Chapter 11.2, Problem 42E

a)

To determine

To state the null and alternative hypotheses.

Answer to Problem 42E

  $H_0$ : There is no association between Opinion about the astrology and degree held.

  $H_a$ : There is association between Opinion about the astrology and degree held.

Explanation of Solution

Given:

		Degree held
		Associate's	Bachelor's	Master's
Opinion about astrology	Not at all scientific	169	256	114
Very or sort of scientific	65	65	18

Calculation:

The null and alternative hypotheses:

  $H_0$ : There is no association between Opinion about the astrology and degree held.

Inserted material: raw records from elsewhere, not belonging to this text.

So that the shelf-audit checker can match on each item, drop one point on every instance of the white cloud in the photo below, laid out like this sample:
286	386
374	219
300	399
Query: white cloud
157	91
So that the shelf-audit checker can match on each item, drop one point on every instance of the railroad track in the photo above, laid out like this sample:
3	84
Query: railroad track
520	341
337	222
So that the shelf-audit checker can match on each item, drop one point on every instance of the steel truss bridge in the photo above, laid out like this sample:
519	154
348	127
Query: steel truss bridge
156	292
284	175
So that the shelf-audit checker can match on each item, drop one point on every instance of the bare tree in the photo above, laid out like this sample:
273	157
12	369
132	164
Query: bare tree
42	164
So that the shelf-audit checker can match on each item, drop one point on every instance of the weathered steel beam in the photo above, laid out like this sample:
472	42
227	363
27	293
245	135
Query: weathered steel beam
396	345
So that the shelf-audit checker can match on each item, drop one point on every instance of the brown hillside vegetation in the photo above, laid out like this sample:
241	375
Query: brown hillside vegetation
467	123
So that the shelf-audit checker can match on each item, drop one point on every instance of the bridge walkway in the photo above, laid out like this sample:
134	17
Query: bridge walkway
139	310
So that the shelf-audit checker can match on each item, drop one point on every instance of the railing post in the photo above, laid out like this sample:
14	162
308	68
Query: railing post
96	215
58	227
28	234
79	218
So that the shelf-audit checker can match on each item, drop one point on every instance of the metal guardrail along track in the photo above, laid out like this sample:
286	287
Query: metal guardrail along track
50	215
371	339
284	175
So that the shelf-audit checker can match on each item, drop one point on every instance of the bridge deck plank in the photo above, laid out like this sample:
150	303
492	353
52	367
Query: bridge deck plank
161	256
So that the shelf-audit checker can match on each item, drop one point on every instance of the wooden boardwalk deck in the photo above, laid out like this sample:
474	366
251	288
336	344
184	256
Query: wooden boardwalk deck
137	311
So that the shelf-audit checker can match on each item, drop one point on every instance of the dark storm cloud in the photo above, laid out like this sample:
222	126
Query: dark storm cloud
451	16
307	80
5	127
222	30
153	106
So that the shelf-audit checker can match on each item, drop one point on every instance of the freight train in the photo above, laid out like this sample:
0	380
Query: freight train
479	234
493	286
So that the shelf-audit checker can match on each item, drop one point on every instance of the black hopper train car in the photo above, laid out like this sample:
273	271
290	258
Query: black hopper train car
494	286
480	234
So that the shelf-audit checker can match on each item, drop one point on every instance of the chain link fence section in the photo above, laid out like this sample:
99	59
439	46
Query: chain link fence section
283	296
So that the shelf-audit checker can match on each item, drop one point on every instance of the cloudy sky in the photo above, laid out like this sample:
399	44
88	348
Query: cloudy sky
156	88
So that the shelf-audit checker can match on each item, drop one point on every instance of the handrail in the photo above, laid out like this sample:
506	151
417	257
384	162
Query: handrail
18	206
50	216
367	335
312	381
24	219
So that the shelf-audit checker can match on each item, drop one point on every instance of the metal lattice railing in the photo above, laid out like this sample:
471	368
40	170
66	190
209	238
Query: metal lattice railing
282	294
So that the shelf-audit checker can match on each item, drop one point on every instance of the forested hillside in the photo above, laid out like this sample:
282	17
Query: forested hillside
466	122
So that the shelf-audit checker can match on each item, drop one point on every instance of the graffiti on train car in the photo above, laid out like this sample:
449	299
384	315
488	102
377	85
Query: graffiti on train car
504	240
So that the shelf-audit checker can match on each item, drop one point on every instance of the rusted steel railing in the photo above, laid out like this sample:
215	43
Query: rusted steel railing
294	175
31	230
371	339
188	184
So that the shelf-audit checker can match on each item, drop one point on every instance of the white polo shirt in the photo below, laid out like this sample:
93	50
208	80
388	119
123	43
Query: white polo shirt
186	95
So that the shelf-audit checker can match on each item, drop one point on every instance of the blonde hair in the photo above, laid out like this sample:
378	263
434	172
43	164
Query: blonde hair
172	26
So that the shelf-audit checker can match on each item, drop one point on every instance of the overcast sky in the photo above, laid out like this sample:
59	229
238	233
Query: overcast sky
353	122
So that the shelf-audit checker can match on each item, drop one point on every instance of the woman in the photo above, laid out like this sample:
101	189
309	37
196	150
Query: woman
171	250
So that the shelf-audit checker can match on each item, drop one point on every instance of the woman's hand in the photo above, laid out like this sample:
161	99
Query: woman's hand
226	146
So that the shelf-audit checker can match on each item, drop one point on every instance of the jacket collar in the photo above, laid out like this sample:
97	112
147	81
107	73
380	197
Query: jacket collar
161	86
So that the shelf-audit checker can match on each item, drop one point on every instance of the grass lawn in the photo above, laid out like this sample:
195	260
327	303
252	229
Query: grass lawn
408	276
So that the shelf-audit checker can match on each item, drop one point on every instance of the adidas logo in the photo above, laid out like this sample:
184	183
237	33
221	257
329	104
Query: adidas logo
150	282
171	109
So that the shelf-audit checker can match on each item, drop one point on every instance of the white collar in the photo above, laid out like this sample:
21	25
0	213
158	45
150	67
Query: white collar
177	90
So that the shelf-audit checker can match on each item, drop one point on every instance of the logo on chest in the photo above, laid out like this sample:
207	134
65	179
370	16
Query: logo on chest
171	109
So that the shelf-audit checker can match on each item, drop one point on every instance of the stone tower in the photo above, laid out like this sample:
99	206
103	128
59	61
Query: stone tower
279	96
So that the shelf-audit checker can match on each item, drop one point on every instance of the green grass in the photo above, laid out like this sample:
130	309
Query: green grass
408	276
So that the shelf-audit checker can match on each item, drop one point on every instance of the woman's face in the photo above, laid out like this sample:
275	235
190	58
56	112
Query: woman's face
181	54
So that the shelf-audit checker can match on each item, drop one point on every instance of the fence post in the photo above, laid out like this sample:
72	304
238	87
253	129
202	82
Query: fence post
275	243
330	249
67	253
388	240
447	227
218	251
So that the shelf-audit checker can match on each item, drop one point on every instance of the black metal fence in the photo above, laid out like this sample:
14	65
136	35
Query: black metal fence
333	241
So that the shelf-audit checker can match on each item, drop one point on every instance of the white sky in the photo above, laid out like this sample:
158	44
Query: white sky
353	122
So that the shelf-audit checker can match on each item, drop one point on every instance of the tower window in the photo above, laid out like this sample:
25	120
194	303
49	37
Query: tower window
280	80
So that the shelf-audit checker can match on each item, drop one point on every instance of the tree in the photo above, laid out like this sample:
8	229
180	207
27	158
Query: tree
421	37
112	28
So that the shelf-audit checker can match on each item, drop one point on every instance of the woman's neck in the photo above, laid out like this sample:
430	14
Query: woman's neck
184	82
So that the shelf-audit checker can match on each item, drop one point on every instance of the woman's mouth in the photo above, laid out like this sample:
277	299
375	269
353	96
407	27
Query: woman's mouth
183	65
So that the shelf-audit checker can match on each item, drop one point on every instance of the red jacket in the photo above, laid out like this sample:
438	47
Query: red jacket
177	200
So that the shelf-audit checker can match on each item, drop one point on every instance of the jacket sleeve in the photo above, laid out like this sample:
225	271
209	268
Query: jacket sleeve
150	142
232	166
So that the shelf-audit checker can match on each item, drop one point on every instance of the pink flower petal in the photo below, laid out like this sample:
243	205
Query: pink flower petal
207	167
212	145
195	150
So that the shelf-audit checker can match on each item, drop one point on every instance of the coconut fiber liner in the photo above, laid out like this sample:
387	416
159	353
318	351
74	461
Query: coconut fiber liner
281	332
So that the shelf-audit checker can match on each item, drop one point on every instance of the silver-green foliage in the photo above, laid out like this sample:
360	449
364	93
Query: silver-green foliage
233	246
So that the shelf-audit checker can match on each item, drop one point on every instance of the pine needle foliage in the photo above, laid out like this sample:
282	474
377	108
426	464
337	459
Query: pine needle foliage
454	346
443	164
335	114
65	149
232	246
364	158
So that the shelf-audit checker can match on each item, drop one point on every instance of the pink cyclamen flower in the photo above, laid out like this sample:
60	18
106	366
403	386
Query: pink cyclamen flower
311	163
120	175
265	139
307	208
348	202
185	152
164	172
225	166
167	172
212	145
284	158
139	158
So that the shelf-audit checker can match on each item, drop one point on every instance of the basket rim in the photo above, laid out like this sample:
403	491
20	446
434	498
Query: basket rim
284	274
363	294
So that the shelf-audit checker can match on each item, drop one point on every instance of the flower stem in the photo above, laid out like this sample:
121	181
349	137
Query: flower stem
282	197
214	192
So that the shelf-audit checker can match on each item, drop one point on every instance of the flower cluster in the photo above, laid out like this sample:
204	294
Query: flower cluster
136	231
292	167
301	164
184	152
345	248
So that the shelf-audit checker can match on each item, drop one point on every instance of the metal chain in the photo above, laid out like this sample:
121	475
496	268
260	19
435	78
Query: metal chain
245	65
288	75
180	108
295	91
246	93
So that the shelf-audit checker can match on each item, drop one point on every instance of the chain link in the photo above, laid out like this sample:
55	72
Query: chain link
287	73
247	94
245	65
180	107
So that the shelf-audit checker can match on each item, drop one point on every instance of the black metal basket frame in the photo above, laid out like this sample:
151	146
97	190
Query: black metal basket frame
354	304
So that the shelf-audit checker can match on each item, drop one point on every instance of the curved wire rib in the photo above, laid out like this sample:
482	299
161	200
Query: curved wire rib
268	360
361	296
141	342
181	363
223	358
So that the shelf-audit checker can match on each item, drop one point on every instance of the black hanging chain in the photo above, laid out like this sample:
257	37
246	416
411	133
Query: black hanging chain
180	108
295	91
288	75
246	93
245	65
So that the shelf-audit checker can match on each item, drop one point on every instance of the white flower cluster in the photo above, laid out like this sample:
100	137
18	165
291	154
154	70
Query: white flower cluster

  $H_a$ : There is association between Opinion about the astrology and degree held

b)

To determine

To calculate expected counts.

Explanation of Solution

Given:

		Degree held
		Associate's	Bachelor's	Master's
Opinion about astrology	Not at all scientific	169	256	114
Very or sort of scientific	65	65	18

Formula:

  $E=\frac{r\times c}{n}$

Where, r = row total, c = column total and n = grand total.

Calculation:

		Associate's	Bachelor's	Master's	Total
Not at all scientific	Observed	169	256	114	539
	Expected	183.59	251.85	103.56	539.00
Very or sort of scientific	Observed	65	65	18	148
	Expected	50.41	69.15	28.44	148.00
Total	Observed	234	321	132	687
	Expected	234.00	321.00	132.00	687.00

c)

To determine

To calculate value of chi square test statistic, df and p-value.

Answer to Problem 42E

The chi-square test statistic is 10.58. The degrees of freedom = df = 2 and p-value = 0.0050

Explanation of Solution

Given:

		Degree held
		Associate's	Bachelor's	Master's
Opinion about astrology	Not at all scientific	169	256	114
Very or sort of scientific	65	65	18

Calculation:

		Associate's	Bachelor's	Master's	Total
Not at all scientific	Observed	169	256	114	539
	Expected	183.59	251.85	103.56	539.00
	(O - E)² / E	1.16	0.07	1.05	2.28
Very or sort of scientific	Observed	65	65	18	148
	Expected	50.41	69.15	28.44	148.00
	(O - E)² / E	4.22	0.25	3.83	8.30
Total	Observed	234	321	132	687
	Expected	234.00	321.00	132.00	687.00
	(O - E)² / E	5.38	0.32	4.88	10.58
		10.58	chi-square
		2	df
		.0050	p-value

Therefore, the chi-square test statistic is 10.58. The degrees of freedom = df = 2 and p-value = 0.0050.

d)

To determine

To state the conclusion.

Answer to Problem 42E

There is convincing evidence that there is association between Opinion about the astrology and degree held.

Explanation of Solution

Given:

The chi-square test statistic is 10.58. The degrees of freedom = df = 2 and p-value = 0.0050.

Calculation:

Decision: P-value < 0.05, reject H0.

Conclusion: There is convincing evidence that there is association between Opinion about the astrology and degree held.